La création de cette équipe e-sport a permis au FCG de toucher un nouveau public, tout en s’inscrivant comme un acteur sportif au cœur de l’innovation. «L’objectif du club est de toucher la génération Z d’une autre manière et séduire différemment des entreprises de la tech, où l’e-sport fait plus de sens que le rugby en matière de collaboration. C’est un plan sur plusieurs années, où l’idée est de se développer sur plusieurs jeux et d’organiser des événements», indique Héloïse Pierre. S’engager dans l’e-sport, c’est aussi un moyen d’engranger des revenus supplémentaires, notamment au travers de produits dérivés et de nouveaux sponsors, mais aussi de fidéliser davantage sa communauté et de faire connaître sa marque au-delà de l’Hexagone.

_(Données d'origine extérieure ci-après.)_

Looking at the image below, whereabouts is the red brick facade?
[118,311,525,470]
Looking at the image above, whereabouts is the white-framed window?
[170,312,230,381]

Le plan du FCG a pris une dimension encore plus forte pendant la pandémie de Covid-19, où le gaming a été particulièrement plébiscité par des centaines de millions de joueurs du monde entier coincés à domicile. «Lors d’un confinement, nous avons organisé une sorte de Z Event caritatif sur Twitch. Nous développons également la partie événementielle à destination d’entreprises demandeuses en matière de team building dans l’e-sport.»
Le FCG a notamment conçu des événements clés en main adaptés à ses partenaires, comme la Caisse d’Épargne. «On aimerait beaucoup développer cet axe événementiel à l’avenir. Nous avons une place particulière, puisque nous sommes un peu au milieu entre les grosses structures et les très petites», complète la Social Media Manager, qui a d’abord rejoint le FCG en tant que bénévole avant de devenir également responsable du pôle e-sport après le départ d’Olivier Spaeth pour le Montpellier Hérault Rugby.
«Une finale face à Oyonnax sur Super Smash Bros, ce serait génial !»
Si la démarche du FCG est évidemment à saluer dans un monde du rugby qui était jusque-là assez peu engagé dans l’e-sport, il n’est cependant pas simple d’y faire sa place face aux poids lourds du secteur. «Au bout de six mois, il y a eu des changements dans l’équipe. Il y a eu de l’étonnement dans les rangs du club que les gens ne restent pas, mais il n’y a pas eu de difficulté pour recruter. Le FCG avait aussi conscience qu’il existait des mastodontes comme Vitality à côté. Et le problème dans l’e-sport, c’est que ces méga-structures ont des budgets pharamineux. A notre niveau, nous avons des moyens, des sponsors… Mais l’e-sport n’est pas le métier de nos joueurs. Le fonctionnement actuel du secteur fait réfléchir», avoue Héloïse Pierre.
Si le pari n’est pas aisé, le FCG espère cependant crée de l’émulation dans le TOP 14 et la PRO D2 pour inciter d’autres clubs à se lancer dans l’e-sport. «Nous avons envie d’inspirer d’autres équipes de rugby. Dans ce sens, il y a eu des prises de contact avec des clubs mais ces démarches n’ont pas encore abouti», indique la Social Media Manager. Avant d’ajouter : «A l’heure actuelle, nous n’avons pas encore d’adversaire direct. On aimerait une régionalisation des affrontements dans ce domaine. Une finale face à Oyonnax sur Super Smash Bros, ce serait génial !» Dans un contexte où l’e-sport ne cesse de gagner du terrain dans le monde entier, il ne serait donc pas impossible dans les prochaines années d’assister à un «Classico» entre le Stade Français et le Stade Toulousain sur un terrain virtuel. En tout cas, Grenoble a montré la voie à suivre au reste du rugby français.